Giuseppe Dari-Mattiacci Joins Law School Faculty

The law and economics scholar says that asking the right questions produces the most illuminating answers.

 

Guiseppe Dari Mattiacci

His field is law and economics, but Giuseppe Dari-Mattiacci LL.M. ’17, J.S.D. ’18 says his guiding principle in academia comes from a line in his old chemistry textbook: “Research doesn’t consist of great answers; it consists of great questions.”

Perhaps that early influence explains why the description for Dari-Mattiacci’s course on contracts—which he first taught as a visiting professor in 2018—begins with the question “Why do we need to commit to ‘keep our word’?”

“You would be surprised how many things follow on from very simple questions,” he says. 

Luckily, Dari-Mattiacci, who joined the Law School faculty in July as the Alfred W. Bressler Professor of Law, has plenty of questions. His work focuses on the evolution of legal institutions and business organizations, contract theory, and the economic analysis of regulation and dispute resolution mechanisms. In addition to Contracts, Dari-Mattiacci plans to teach a course on the history and theory of business organizations with the goal to “connect the economic theory of the firm to the legal theory of business organizations,” he says. “There are connections, but the two approaches do not overlap. Students tend to overlook the differences.”

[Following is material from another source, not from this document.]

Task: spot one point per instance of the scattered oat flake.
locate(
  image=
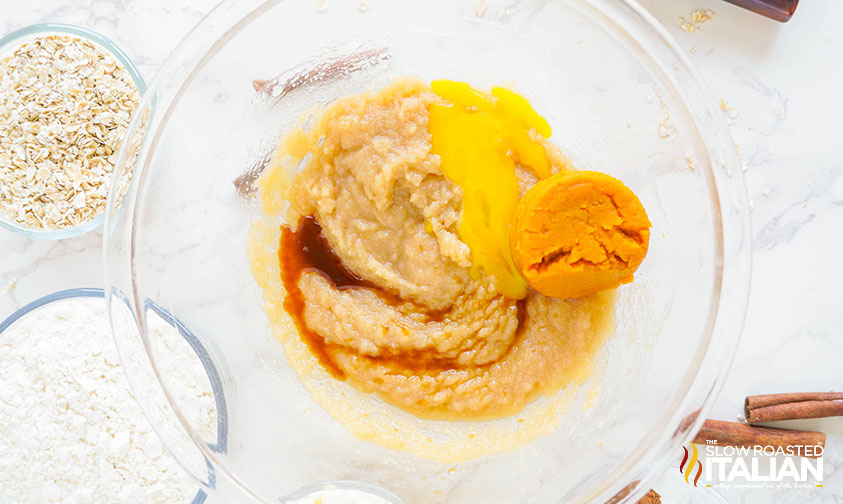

As a self-described curious child, Dari-Mattiacci always planned to pursue academic research. Medicine, his initial choice, felt too focused on the practical. He fled to law and then statistics, mathematics, and economics. In all his studies, he sought “a way to get back to the path of being able to ask substantive questions [about] why things are the way they are.” Before earning his LL.M. and J.S.D. from Columbia Law School, Dari-Mattiacci received a bachelor’s in mathematics from the University of Amsterdam, a J.D. from the University of Rome, and a master’s and Ph.D. in law and economics from Utrecht University.

Now, Dari-Mattiacci’s work combines theoretical and empirical research with a historian’s perspective. The result is his analysis of “centuries of data.” He has studied, for instance, the economics of slavery in ancient Rome and is the co-editor of a two-volume work on the economics of Roman law (to be published by Oxford University Press). He is also a co-author of a prize-winning article about the development of the Dutch and English East India trading companies, which he says “shows that their different capital structures had a profound influence both on their relative success in the 17th and 18th centuries and their role in the emergence of the corporate form for centuries to come.”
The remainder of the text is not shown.